O relator da CPMI do INSS, deputado Alfredo Gaspar (União-AL), fez duras críticas nesta segunda-feira (9) a decisões judiciais que, segundo ele, têm dificultado o avanço das investigações conduzidas pela comissão que apura crimes contra aposentados e pensionistas. Durante reunião do colegiado, o parlamentar também cobrou esclarecimentos sobre a relação entre o empresário Daniel Vorcaro e autoridades da República, entre elas o ministro do Supremo Tribunal Federal (STF) Alexandre de Moraes.
“Qual é a palavra única para definir esse cidadão chamado Vorcaro? Só tem uma: mafioso, gângster, bandido”, disparou Alfredo Gaspar.
Na sequência, o relator citou reportagens que apontam a existência de contratos entre empresas ligadas ao empresário e o escritório de advocacia de Viviane Barci de Moraes, esposa do ministro do STF. Segundo Gaspar, os valores envolvidos podem chegar a cerca de R$ 80 milhões no âmbito dessa relação contratual.
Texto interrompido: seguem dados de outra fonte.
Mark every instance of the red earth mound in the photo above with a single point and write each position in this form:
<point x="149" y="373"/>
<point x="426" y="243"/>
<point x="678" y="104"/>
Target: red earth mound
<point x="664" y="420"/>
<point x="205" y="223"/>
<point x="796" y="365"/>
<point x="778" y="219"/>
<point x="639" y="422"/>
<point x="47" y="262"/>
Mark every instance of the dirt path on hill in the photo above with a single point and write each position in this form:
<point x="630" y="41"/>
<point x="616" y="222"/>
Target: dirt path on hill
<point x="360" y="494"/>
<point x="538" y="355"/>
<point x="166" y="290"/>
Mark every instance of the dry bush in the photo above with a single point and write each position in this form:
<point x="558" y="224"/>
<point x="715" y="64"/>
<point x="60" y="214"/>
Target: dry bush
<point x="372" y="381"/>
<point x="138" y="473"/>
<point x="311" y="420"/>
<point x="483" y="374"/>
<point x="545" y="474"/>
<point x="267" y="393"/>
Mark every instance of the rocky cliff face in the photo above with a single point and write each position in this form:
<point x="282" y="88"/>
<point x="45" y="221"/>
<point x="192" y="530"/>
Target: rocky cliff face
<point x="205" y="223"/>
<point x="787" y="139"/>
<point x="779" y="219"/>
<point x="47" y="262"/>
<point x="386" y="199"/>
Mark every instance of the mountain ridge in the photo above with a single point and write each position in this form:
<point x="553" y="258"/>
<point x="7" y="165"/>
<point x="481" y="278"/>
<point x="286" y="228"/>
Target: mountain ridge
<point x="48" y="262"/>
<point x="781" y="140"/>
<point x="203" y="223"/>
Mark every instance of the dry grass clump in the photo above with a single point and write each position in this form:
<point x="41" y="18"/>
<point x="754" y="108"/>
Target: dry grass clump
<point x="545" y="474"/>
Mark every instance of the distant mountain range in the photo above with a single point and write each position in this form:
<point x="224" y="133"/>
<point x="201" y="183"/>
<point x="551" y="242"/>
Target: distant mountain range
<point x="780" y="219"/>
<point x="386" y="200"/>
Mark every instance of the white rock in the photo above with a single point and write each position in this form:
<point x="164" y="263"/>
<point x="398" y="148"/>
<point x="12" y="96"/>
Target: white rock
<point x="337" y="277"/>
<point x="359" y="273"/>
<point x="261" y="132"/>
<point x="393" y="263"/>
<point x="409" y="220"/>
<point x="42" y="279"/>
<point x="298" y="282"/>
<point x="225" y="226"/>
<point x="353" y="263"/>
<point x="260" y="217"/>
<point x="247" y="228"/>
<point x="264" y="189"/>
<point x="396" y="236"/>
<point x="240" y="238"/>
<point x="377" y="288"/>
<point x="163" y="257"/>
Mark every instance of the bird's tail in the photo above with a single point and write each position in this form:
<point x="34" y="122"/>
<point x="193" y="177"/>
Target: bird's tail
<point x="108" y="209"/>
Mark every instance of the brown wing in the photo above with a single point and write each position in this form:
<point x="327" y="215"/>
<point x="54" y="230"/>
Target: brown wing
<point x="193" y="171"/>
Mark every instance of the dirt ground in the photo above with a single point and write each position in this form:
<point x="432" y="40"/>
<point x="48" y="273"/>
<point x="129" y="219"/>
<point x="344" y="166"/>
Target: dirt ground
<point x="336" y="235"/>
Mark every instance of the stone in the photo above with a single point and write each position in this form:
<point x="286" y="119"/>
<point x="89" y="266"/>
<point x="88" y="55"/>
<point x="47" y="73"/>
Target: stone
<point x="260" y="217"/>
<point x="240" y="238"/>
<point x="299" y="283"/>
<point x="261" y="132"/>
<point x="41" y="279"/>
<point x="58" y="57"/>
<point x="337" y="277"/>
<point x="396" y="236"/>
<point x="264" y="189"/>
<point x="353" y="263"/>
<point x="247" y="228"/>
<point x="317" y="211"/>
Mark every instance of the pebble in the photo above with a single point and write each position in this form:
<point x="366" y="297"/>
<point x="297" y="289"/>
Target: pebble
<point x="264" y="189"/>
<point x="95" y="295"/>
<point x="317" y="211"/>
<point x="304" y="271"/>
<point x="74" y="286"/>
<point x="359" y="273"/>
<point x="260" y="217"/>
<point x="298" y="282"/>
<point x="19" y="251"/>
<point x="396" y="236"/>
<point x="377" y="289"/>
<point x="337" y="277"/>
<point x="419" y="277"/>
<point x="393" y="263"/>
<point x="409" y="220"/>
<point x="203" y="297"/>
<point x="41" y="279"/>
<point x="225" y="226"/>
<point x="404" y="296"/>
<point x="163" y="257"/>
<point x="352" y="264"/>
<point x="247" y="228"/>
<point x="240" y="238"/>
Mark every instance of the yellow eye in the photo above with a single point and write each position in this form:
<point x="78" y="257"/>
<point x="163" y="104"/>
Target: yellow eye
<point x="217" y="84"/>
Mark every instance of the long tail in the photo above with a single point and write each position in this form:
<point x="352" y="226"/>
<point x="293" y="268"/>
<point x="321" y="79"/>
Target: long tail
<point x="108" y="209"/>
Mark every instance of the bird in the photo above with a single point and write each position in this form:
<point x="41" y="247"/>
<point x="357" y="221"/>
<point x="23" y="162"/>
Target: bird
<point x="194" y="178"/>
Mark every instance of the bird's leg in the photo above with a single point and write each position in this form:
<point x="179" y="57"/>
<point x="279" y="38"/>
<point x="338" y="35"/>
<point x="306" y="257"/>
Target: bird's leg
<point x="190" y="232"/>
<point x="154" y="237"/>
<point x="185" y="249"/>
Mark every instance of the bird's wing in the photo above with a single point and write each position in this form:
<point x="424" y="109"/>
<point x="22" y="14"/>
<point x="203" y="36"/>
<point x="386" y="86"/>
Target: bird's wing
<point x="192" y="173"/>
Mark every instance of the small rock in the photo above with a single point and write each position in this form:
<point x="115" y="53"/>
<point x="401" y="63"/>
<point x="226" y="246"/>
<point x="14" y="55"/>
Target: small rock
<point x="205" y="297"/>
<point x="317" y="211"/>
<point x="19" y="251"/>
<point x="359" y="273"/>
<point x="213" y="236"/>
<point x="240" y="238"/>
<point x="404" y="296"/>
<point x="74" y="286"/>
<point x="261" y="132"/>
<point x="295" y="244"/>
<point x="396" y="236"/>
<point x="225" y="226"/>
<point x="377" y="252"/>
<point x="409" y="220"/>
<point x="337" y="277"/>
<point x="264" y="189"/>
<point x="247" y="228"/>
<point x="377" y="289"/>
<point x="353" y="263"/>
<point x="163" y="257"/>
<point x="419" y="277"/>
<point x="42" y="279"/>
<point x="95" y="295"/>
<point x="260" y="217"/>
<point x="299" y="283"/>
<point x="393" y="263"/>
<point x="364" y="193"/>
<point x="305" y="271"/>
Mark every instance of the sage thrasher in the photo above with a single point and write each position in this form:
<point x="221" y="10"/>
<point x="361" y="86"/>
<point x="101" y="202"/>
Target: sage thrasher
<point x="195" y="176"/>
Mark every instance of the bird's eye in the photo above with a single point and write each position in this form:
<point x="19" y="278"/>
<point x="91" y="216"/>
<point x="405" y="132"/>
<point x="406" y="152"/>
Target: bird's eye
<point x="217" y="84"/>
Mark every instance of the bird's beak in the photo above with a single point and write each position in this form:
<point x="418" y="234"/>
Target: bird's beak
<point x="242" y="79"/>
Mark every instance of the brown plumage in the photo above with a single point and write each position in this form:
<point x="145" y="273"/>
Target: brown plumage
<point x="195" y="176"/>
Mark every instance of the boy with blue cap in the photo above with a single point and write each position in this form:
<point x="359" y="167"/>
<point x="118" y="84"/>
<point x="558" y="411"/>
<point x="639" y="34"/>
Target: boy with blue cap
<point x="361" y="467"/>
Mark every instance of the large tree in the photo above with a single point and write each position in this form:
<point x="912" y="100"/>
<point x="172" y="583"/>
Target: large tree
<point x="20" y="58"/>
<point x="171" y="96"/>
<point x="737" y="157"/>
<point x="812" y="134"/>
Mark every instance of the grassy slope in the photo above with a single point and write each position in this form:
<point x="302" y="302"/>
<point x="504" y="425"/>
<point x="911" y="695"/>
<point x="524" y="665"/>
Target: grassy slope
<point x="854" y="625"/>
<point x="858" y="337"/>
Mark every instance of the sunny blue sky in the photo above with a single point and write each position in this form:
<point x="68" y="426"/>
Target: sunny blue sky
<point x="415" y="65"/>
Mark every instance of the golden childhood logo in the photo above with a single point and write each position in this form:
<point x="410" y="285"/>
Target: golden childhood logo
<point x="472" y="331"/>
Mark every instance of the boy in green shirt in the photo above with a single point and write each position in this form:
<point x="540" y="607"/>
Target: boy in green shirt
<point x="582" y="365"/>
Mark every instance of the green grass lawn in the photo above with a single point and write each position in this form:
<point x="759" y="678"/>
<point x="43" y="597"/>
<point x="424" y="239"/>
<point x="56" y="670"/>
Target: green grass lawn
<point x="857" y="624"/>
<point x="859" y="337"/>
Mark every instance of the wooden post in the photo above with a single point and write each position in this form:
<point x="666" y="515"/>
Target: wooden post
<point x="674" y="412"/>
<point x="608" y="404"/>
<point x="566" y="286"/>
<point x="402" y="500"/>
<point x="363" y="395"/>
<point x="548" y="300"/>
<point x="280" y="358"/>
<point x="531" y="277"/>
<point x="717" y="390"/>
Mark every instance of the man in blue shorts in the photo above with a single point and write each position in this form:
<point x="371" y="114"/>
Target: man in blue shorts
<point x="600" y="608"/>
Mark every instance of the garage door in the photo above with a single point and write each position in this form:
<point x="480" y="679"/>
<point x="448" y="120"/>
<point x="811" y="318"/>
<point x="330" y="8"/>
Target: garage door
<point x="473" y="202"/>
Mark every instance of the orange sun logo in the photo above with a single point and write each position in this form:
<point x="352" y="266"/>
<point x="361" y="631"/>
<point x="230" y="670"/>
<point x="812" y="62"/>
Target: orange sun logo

“Quando você recebe um real de um mafioso já muda a coisa. Mas quando você recebe um contrato de R$ 129 milhões e recebe na conta R$ 80 milhões, quem deve satisfação é quem recebeu. Esse aqui é mafioso e vive de comprar autoridades da República. Quem deve satisfação é esse aqui, que botou muito inocente na cadeia com a pecha de maior moralista do Brasil”, afirmou, ao mencionar Vorcaro e Moraes.
O relator também defendeu que o Congresso avance nas apurações e apure as relações entre membros do judiciário e o caso do banco Master. “O Senado da República deveria instalar uma CPI para apurar as relações de Alexandre de Moraes e Toffoli com um mafioso”, declarou.